Saturday 22 Jun 2024
main news image

KUALA LUMPUR (June 14): Rubber processor producer and trader Seng Fong Holdings Bhd, en route to list on the Main Market of Bursa Malaysia on July 7, plans to raise RM68.1 million from its initial public offering (IPO) to part-finance expansion of its annual production capacity by 17% to 166,000 tonnes by 2023 from 142,000 tonnes currently.

“Our immediate objectives from the listing are to optimise production by increasing our total annual capacity through the hiring of additional workers for a second working shift and implementing ESG (environmental, social and governance) initiatives to make our business more sustainable," managing director Er Hock Lai said at the company's virtual IPO prospectus launch on Tuesday (June 14).

The company also intends to use part of the proceeds raised to further its ESG initiatives and repay bank borrowings.

Seng Fong senior manager in development and production Chong Wah Kiat said the company is unaffected by the shortage of foreign labourers and the new RM1,500 minimum wage per month set by the government effective May 1 as only 150 workers in Seng Fong earned below RM1,500.

Seng Fong’s IPO entails the issuance of 160.87 million shares or 31% of the company’s enlarged issued shares comprising a public issue of 90.81 million new shares and an offer for sale of 70.06 million shares at an issue price of 75 sen per share. The company’s enlarged total number of shares after IPO is 518.96 million shares.

Of the proceeds to be raised from the public issue, Seng Fong plans to use RM19.7 million for working capital, RM37.9 million for repayment of bank borrowings, RM6.3 million for the installation of biomass systems and the remaining RM4.2 million for listing expenses.

Er said the company’s bank borrowings had been used to instal two solar systems, which reduce its overall electricity expenses and will further its ESG initiatives.

“We are also allocating funds raised from the IPO for the installation of two biomass systems using wood chips and replacing diesel to reduce overall fuel costs for our factories. We estimate that the use of the solar systems will result in savings of RM2.6 million, while the biomass systems will help us save RM3.5 million.

“On top of the cost savings, the use of renewable energy to reduce electricity and fuel consumption is in line with our emphasis on having sustainable business operations and the need to conserve the environment,” Er added.

Based on the issue price of 75 sen per share, Seng Fong will achieve a market capitalisation of RM389.22 million upon listing on the Main Market on July 7. Applications for Seng Fong’s IPO will close on June 24.

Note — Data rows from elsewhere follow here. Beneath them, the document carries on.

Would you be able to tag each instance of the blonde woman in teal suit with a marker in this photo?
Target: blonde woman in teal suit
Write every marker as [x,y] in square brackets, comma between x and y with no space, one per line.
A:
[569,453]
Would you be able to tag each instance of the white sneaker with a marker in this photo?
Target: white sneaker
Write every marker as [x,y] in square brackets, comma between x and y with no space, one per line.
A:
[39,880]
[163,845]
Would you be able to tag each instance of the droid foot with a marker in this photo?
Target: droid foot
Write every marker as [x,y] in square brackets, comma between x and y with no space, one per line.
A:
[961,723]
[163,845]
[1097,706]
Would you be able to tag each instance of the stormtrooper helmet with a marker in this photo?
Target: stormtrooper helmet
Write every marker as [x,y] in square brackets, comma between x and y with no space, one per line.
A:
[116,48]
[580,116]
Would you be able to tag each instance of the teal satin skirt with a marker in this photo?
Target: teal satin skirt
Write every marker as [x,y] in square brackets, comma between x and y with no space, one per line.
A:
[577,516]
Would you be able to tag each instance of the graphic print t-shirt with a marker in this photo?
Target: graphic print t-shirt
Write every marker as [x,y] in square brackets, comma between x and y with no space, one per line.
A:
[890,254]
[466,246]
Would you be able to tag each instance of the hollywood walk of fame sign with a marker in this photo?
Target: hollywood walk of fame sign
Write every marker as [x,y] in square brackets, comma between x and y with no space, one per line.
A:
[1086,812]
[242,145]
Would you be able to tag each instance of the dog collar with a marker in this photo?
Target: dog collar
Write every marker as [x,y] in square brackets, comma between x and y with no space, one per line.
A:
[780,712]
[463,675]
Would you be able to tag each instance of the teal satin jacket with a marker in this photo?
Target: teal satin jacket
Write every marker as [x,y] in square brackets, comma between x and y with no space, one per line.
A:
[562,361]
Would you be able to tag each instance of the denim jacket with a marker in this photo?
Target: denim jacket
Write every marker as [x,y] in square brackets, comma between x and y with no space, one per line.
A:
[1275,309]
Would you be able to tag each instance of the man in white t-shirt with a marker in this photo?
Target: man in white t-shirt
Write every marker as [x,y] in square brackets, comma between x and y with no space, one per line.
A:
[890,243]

Er also said that Seng Fong intends to recommend at least 50% of its annual net profit as dividends to shareholders, subject to the approval of the board of directors and shareholders.

In a filing with Bursa on Tuesday, Seng Fong posted a net profit of RM13.37 million on a revenue of RM261.94 million for the third financial quarter ended March 31, 2022, mainly derived from the processing and sale of natural rubber of various grades, principally SMR Grade and Premium Grade block rubber. Export sales contributed to 99.9% of the group’s revenue for the quarter.

For the cumulative nine-month period ended March 31, 2022, the company posted a net profit of RM31.32 million on a revenue of RM662.43 million, mainly driven by growing demand from its recurring customers involved in the tyre manufacturing industry.

Hong Leong Investment Bank Bhd (HLIB) is Seng Fong’s principal adviser, underwriter and placement agent for the IPO exercise. Other advisers and professionals involved are Rosli Dahlan Saravana Partnership, Crowe Malaysia PLT, Tricor Investor & Issuing House Services Sdn Bhd, and Smith Zander International Sdn Bhd.

According to HLIB vice-president of equity capital markets Suzanne Leong, the directors, promoters and offerors, together with the investment bank, have agreed and determined the IPO price at 75 sen, based on earnings per share of 6.7 sen for the financial year ended June 30, 2021 (FY21), which gives the company a price-earnings ratio (PER) of 11.2 times.

She said the stock valuation had taken into consideration the company’s competitive strengths, its business strategies and prospects.

HLIB head of equity markets Phang Siew Loong highlighted that based on the recently announced nine-month results of Seng Fong, the future PER will be below 10 times. “The earnings for FY22 are expected to improve further, and hence, the pricing in terms of the PER for FY22 on an annualised basis will be below 10 times,” he added.

Seng Fong posted a record RM34.62 million net profit for FY21, compared with RM12.74 million for FY20 and RM14.35 million for FY19. The company’s revenue for FY21 was also the highest in the past three years at RM768.17 million, compared with RM616.43 million for FY20 and RM636.83 million for FY19.